5)   WHEN IN DOUBT, ASK!!: The parents of your students with allergies or health concerns should become your best friends. I mean, not literally, but it should feel that way sometimes. TALK to them. ASK them questions. Invite them in to meet with you. Ask them for reading material, checklists, etc. Anything that they used to learn what was OK and not OK.  Never make assumptions…always pick up the phone and check.
6)   LOVE THEM…JUST LIKE EVERY OTHER STUDENT:Yes, it seems scary and overwhelming at first…but just remember every student comes with his or her unique qualities that make you fall in love year after year. A food allergy is just a tiny fraction of a child. Don’t ever let yourself remember a student as “the insert allergy here girl/boy”. For the 1st week or 2 of school it may feel that way because it is the most important piece of information you learn that week. But in time you’ll see that there is so much more to that child. Focus on those things. Help him or her to see that a food allergy is not a defining characteristic, and that it never should be. Soon he or she will just be another one of your kids that you find yourself rambling on about at home or in social settings.

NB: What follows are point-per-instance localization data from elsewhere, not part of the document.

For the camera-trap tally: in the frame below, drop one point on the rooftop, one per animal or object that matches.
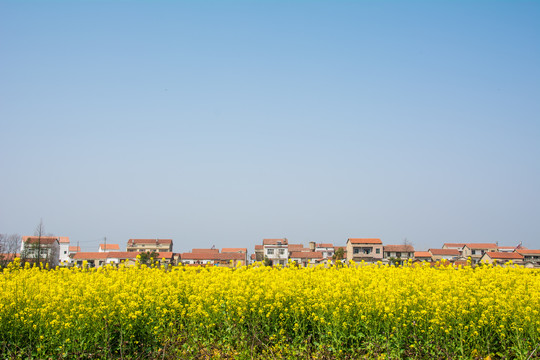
(365, 241)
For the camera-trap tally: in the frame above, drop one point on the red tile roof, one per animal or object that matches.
(122, 255)
(398, 248)
(283, 241)
(365, 241)
(149, 241)
(45, 240)
(443, 252)
(9, 256)
(63, 239)
(89, 255)
(306, 255)
(504, 255)
(109, 247)
(458, 245)
(481, 246)
(205, 251)
(213, 256)
(528, 252)
(232, 256)
(239, 250)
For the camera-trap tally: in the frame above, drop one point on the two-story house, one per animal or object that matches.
(63, 251)
(150, 245)
(399, 253)
(501, 257)
(108, 247)
(446, 254)
(276, 251)
(326, 249)
(531, 256)
(367, 249)
(476, 250)
(306, 258)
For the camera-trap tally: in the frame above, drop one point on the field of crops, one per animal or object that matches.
(355, 311)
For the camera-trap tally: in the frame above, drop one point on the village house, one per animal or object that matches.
(306, 258)
(501, 257)
(108, 247)
(214, 257)
(73, 250)
(398, 253)
(44, 249)
(63, 255)
(369, 250)
(446, 254)
(93, 259)
(242, 251)
(276, 251)
(423, 256)
(454, 246)
(150, 245)
(326, 249)
(258, 255)
(531, 256)
(476, 250)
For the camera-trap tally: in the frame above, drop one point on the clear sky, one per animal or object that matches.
(223, 123)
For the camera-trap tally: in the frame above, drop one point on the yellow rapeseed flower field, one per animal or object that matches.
(346, 311)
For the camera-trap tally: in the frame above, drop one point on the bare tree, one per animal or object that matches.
(41, 247)
(39, 232)
(9, 247)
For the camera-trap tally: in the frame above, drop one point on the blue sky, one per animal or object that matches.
(223, 123)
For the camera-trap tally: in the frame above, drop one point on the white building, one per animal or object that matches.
(276, 251)
(64, 249)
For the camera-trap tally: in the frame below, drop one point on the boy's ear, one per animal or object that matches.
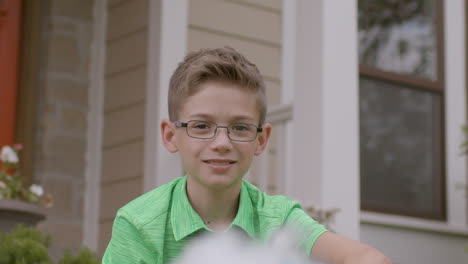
(263, 138)
(168, 135)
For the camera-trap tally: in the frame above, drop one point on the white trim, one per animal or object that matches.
(455, 110)
(288, 64)
(288, 55)
(412, 223)
(280, 114)
(325, 105)
(95, 127)
(167, 45)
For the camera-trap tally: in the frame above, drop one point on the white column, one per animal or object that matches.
(325, 163)
(455, 111)
(167, 45)
(95, 127)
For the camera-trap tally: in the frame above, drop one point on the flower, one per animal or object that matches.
(12, 186)
(8, 155)
(36, 189)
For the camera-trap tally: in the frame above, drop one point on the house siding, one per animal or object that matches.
(124, 110)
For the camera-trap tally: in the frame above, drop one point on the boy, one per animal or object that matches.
(217, 110)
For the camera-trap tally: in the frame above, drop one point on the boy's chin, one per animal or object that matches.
(221, 182)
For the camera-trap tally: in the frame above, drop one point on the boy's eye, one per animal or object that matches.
(240, 127)
(201, 126)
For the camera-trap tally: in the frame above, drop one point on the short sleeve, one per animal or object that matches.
(127, 245)
(308, 229)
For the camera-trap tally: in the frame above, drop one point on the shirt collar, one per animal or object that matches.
(186, 221)
(244, 218)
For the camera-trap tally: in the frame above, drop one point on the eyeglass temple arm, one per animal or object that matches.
(179, 124)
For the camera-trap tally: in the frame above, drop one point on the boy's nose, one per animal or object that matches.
(221, 139)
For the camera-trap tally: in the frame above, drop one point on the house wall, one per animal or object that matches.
(124, 110)
(61, 106)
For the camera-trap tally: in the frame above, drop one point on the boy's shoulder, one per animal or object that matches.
(151, 205)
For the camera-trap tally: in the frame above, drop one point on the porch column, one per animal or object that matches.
(167, 45)
(325, 138)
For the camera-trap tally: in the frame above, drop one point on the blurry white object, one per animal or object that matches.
(234, 248)
(8, 155)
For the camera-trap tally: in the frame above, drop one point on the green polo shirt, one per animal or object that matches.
(155, 227)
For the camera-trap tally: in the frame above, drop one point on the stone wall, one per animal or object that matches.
(62, 104)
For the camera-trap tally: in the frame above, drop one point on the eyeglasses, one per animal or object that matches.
(206, 130)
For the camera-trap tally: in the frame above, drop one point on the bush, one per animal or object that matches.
(85, 256)
(26, 245)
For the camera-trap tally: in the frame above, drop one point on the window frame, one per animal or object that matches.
(419, 83)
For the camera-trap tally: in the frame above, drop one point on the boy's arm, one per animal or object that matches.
(127, 245)
(336, 249)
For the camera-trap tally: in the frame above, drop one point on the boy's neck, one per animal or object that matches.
(217, 208)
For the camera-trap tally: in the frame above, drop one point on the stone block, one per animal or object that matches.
(61, 190)
(64, 54)
(78, 9)
(73, 120)
(67, 91)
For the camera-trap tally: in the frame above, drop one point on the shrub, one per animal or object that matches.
(27, 245)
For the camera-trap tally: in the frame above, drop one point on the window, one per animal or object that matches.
(401, 107)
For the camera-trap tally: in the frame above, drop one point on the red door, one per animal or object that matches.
(9, 43)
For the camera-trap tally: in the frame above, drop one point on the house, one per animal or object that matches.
(367, 102)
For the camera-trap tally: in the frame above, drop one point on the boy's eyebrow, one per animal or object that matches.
(211, 117)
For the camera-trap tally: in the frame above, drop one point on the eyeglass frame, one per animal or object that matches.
(185, 124)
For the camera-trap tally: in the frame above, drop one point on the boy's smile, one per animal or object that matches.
(217, 163)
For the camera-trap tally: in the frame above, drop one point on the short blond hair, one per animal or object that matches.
(219, 64)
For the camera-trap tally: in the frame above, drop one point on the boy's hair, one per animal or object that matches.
(220, 64)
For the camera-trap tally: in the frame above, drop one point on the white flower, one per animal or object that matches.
(36, 189)
(8, 155)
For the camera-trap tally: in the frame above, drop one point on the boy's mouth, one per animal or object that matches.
(219, 162)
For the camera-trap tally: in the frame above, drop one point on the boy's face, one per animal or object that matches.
(216, 163)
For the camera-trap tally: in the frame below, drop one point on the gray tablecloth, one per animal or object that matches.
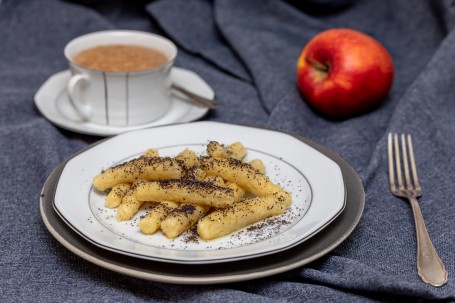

I still love the confused looks I get every few weeks when I mention “my kids” around someone who immediately looks to my hand for a wedding ring and then make some kind of “you don’t look old enough to have kids” remark. Clearly not a teacher. Or a friend of teachers…they always understand 🙂

People with a lot of teacher friends always understand what “my kids” means. And they help you decorate your classroom to get ready for your new companions on the journey.

7)   HAVE A GREAT SCHOOL YEAR!!! I promise these crazy first few weeks will be over before we know it and life will finally settle down. You only get 180 days with your kids…make the most of every single one 🙂

The calm/organization doesn’t last long…they’re on their way!!